Reçu le 02 février 2026, dans une langue comprise, notification de la présente ordonnance avec remise d’une copie intégrale, information du délai d’appel et des modalités d’exercice de cette voie de recours, ainsi que le rappel des droits en rétention.
La personne retenue,
Reçu copie intégrale de la présente ordonnance le 02 février 2026.
L’avocat du PREFET DE L’ESSONNE,
Copie intégrale de la présente ordonnance a été transmise par l’intermédiaire d’un moyen de télécommunication comportant un accusé de réception, le 02 février 2026, à l’avocat de la personne retenue, absent au prononcé de la décision.
Le greffier,
— NOTIFICATIONS -
Dossier N° RG 26/00604 – N° Portalis DB2Y-W-B7K-CEI5T – M. [S] [K] [F]
Nous, , greffier, certifions que la présente ordonnance a été notifiée
au procureur de la République le 02 février 2026 à heures .
Le greffier,
Nous, , greffier, prenons acte le 02 février 2026 à heures ,
que le procureur de la République nous fait connaître qu’il renonce à demander que le recours soit déclaré suspensif mais qu’il se réserve le droit de former appel de la présente ordonnance dans les 24h de son prononcé.

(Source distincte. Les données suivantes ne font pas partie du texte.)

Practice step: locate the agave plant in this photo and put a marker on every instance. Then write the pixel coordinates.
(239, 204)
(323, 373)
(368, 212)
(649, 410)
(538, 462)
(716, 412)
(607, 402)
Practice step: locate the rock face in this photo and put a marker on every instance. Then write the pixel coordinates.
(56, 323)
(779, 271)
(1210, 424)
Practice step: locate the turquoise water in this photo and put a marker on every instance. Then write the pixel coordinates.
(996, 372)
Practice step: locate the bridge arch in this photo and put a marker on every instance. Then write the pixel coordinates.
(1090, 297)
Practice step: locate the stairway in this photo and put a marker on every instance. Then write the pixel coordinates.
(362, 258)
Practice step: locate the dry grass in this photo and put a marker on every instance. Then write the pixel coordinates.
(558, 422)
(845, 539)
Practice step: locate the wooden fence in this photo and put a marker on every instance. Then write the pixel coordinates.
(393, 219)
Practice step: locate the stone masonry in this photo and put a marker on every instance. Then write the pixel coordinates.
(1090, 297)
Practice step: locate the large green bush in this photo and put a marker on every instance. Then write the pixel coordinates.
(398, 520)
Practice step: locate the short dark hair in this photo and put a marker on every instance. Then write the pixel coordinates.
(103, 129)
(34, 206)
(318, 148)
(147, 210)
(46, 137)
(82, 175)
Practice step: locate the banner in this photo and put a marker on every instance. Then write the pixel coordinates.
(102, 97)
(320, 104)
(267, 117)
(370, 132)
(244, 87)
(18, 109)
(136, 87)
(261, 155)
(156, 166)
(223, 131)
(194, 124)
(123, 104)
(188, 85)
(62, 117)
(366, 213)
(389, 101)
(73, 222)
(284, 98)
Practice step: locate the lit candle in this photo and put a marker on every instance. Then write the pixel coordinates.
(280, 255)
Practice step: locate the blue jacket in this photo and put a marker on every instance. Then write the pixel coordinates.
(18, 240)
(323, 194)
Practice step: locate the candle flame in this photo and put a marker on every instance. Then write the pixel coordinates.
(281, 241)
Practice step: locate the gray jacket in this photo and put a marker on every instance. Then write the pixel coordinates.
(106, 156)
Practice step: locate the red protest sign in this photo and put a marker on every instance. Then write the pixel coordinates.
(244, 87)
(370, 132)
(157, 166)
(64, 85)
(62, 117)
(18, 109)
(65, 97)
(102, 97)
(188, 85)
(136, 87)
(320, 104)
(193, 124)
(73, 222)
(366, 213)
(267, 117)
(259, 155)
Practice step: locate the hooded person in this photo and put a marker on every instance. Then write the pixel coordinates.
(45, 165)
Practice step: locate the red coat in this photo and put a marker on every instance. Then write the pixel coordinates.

La personne retenue en a été aussitôt informée dans une langue qu’elle comprend.
Le greffier,
Nous, , greffier, prenons acte le 02 février 2026 à heures ,
que le procureur de la République nous justifie qu’il a interjeté appel de la présente ordonnance avec demande d’effet suspensif. La personne retenue en a été aussitôt informée dans une langue qu’elle comprend.